Biological reductionism takes many forms in psychology. The serotonin hypothesis of depression is one of the most well-known examples: this hypothesis proposes that depression results from insufficient serotonergic activity in the brain. This reductionist explanation led directly to the development of Selective Serotonin Reuptake Inhibitors (SSRIs) such as fluoxetine (Prozac), which increase serotonin availability in synaptic gaps by blocking its reuptake. Because SSRIs helped many people with depression, this seemed to confirm the biological model.
Similarly, aggression has been explained in reductionist terms through testosterone — higher testosterone levels in males have been associated with increased aggression, though the relationship is correlational rather than clearly causal. Anxiety disorders have been linked to overactivity in the amygdala. ADHD has been framed as a dopamine dysregulation disorder.
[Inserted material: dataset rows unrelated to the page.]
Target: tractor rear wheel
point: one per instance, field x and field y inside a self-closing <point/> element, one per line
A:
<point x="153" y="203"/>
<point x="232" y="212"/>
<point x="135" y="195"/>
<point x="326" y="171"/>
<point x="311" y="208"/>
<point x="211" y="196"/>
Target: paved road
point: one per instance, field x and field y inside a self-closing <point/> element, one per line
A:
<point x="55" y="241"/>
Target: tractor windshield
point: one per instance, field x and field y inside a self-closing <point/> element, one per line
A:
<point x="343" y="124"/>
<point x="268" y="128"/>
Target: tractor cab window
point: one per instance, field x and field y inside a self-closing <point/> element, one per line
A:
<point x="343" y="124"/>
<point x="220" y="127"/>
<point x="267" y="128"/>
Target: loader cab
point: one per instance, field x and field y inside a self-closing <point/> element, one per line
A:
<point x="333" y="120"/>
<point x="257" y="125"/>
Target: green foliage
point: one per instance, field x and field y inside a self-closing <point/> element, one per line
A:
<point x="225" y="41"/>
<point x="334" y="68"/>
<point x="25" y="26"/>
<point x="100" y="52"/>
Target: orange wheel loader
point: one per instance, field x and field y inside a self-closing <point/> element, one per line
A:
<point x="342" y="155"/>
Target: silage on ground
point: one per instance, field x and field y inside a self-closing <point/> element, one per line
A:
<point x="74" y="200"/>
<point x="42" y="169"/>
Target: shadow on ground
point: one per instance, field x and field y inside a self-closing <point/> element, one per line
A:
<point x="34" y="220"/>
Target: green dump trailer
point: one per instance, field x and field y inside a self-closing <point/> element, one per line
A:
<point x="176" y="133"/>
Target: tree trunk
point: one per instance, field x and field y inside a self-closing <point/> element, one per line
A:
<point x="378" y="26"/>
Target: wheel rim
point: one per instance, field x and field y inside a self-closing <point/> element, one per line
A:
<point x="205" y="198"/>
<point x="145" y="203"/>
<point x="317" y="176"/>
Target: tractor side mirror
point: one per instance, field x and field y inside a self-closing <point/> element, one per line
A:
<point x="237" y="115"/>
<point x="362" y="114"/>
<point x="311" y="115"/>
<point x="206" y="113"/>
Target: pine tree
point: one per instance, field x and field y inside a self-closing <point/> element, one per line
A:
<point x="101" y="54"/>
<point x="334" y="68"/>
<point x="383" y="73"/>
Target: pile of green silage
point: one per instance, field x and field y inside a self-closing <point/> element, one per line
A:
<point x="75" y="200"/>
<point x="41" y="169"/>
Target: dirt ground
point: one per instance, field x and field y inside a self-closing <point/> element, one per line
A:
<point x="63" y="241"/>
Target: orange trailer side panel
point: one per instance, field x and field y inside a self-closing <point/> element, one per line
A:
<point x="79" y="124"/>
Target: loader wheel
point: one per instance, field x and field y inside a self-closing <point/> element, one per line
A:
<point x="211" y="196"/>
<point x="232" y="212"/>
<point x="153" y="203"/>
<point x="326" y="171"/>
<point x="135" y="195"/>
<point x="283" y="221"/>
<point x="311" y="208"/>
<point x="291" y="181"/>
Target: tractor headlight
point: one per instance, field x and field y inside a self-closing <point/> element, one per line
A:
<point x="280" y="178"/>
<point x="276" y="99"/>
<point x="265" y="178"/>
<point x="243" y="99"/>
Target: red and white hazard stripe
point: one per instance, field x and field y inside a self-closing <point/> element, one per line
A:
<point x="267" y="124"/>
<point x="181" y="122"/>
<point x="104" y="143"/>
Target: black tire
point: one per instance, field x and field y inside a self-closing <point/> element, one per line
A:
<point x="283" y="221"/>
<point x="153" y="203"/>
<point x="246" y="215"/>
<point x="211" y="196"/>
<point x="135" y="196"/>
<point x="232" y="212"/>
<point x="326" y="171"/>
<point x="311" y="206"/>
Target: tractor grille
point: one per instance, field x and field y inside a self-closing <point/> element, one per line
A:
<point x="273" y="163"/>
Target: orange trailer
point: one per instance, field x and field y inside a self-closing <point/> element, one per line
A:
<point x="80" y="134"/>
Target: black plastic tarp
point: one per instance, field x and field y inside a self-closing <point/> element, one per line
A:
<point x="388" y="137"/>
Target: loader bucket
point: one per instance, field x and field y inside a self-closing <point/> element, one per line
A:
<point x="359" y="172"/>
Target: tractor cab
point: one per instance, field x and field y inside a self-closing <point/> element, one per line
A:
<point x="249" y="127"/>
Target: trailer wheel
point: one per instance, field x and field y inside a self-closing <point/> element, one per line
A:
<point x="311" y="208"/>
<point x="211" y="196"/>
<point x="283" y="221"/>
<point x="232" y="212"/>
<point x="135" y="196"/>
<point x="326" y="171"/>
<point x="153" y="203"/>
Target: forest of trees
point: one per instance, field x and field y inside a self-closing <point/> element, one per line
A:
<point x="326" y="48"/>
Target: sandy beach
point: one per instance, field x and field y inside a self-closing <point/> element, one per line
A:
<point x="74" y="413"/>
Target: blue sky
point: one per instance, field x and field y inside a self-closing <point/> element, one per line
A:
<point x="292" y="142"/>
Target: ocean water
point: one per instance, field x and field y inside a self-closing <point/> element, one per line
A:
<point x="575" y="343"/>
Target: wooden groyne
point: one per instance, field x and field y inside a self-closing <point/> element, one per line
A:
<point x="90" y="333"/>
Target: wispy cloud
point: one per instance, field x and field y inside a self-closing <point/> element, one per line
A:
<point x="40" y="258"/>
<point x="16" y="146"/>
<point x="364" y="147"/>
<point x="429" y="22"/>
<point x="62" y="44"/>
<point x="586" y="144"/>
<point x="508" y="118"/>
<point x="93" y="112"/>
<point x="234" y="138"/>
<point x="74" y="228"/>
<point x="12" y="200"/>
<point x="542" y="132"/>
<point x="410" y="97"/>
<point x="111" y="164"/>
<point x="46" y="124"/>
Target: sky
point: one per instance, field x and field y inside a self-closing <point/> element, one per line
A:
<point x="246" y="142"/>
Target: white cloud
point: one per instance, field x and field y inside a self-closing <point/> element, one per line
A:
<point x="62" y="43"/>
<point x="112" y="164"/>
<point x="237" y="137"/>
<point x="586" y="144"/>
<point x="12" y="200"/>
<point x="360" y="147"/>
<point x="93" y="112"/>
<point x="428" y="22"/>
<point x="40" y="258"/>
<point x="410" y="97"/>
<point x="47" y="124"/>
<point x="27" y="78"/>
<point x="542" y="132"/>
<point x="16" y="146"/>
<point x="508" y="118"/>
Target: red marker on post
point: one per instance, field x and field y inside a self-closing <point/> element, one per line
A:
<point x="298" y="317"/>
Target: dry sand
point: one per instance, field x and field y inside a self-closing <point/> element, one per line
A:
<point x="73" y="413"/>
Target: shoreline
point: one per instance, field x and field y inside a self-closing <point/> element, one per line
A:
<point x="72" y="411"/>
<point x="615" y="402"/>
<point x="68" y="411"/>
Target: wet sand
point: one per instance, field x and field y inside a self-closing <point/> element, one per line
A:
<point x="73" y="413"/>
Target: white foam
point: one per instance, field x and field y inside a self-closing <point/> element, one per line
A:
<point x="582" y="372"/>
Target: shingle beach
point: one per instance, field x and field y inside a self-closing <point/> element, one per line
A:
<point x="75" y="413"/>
Brain imaging techniques allow researchers and clinicians to observe the structure and activity of the living human brain without surgery. These tools have transformed biological psychology by making it possible to study the neural correlates of behaviour, emotion, and cognition directly. The two most commonly used imaging techniques in psychology are functional magnetic resonance imaging (fMRI) and positron emission tomography (PET).
fMRI measures brain activity indirectly by detecting changes in blood oxygenation. The technique is based on the BOLD signal (Blood-Oxygen-Level-Dependent): when a brain region becomes active, it requires more oxygen, which increases blood flow to that area. fMRI detects the difference in magnetic properties between oxygenated and deoxygenated haemoglobin and maps these differences onto brain anatomy with high spatial resolution.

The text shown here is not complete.